Using the equations for membrane deformation, we can compute numerically the shape of the outer membrane at steady state under various assumptions. If we assume that Tol/Pal complexes acts like press studs locally imposing a fixed distance between the two membranes, and that their initial distribution in the membrane is not totally homogeneous, then we obtain results of the following type.


Vesicle wiki.jpg
Shape at equilibrium of the outer membrane presenting blebs (red) resulting from osmotic pressure differences and with Tol/Pal complexes locally imposing a fixed distance between the inner (green) and outer membranes.

Tol/Pal accumulates at the basis of nascent blebs

The value of the Laplacian operators used to model Tol and Pal diffusions in the membranes (see equations above) depends on the membrane curvature: in non-flat membranes, the "efficiency" of the diffusion depends on the direction. In fact, molecules anchored in the outer membrane, like Pal, diffuse less efficiently in regions of negative curvature, and consequently tend to accumulate in these regions.

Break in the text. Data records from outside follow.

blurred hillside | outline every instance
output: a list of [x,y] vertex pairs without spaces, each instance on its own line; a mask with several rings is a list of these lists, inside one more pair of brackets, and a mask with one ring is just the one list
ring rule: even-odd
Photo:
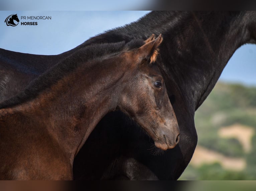
[[198,145],[179,180],[256,180],[256,88],[218,83],[195,122]]

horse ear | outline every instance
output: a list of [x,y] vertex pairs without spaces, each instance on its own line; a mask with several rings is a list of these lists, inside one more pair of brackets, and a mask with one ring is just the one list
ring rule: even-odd
[[[154,37],[152,37],[152,36],[150,36],[149,38],[154,38]],[[158,47],[162,41],[163,38],[162,35],[160,34],[155,39],[149,41],[141,47],[138,50],[140,58],[142,59],[146,59],[149,60],[150,63],[155,62],[159,50]]]
[[151,36],[150,36],[148,39],[144,42],[145,44],[147,43],[148,42],[150,42],[151,41],[155,40],[155,35],[154,34],[152,34]]

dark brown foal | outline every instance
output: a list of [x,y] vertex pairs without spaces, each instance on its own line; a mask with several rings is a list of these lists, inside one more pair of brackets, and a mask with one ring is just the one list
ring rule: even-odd
[[0,105],[0,179],[72,179],[75,156],[100,120],[117,109],[157,147],[174,147],[177,122],[153,63],[162,39],[154,38],[80,50]]

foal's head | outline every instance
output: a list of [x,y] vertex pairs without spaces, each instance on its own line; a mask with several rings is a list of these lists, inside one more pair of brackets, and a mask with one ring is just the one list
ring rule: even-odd
[[119,106],[138,123],[163,150],[179,141],[178,123],[160,71],[154,62],[161,35],[153,35],[139,48],[124,54],[131,67]]

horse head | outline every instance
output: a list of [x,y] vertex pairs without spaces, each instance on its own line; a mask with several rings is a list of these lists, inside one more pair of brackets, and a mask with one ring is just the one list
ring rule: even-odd
[[124,88],[120,107],[149,134],[163,150],[174,148],[179,140],[178,122],[160,71],[154,63],[161,35],[125,55],[134,69]]

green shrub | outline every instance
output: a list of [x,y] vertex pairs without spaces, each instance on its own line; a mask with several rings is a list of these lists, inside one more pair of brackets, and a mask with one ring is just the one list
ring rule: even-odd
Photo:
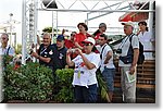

Using our computer program, we have been able to experimentally demonstrate this accumulation. The bottom plot presents the accumulation of Pal proteins in the membrane represented on the top plot. In the bottom plot, the left/right axis represents coordinates along the membrane, whereas the other horizontal axis represent the time evolution of protein concentrations (from time 70 to 100, instead of from 0 to 25 as indicated) One can show the protein accumulation at coordinates 11 and 43 approximately, corresponding to the regions of negative curvature of the membrane.


Accumulation2.png


Accumulation3.png


This result is corroborated by recent experimental findings showing that “negative membrane curvatures [act] as a cue for sub-cellular localization of a bacterial protein” [7].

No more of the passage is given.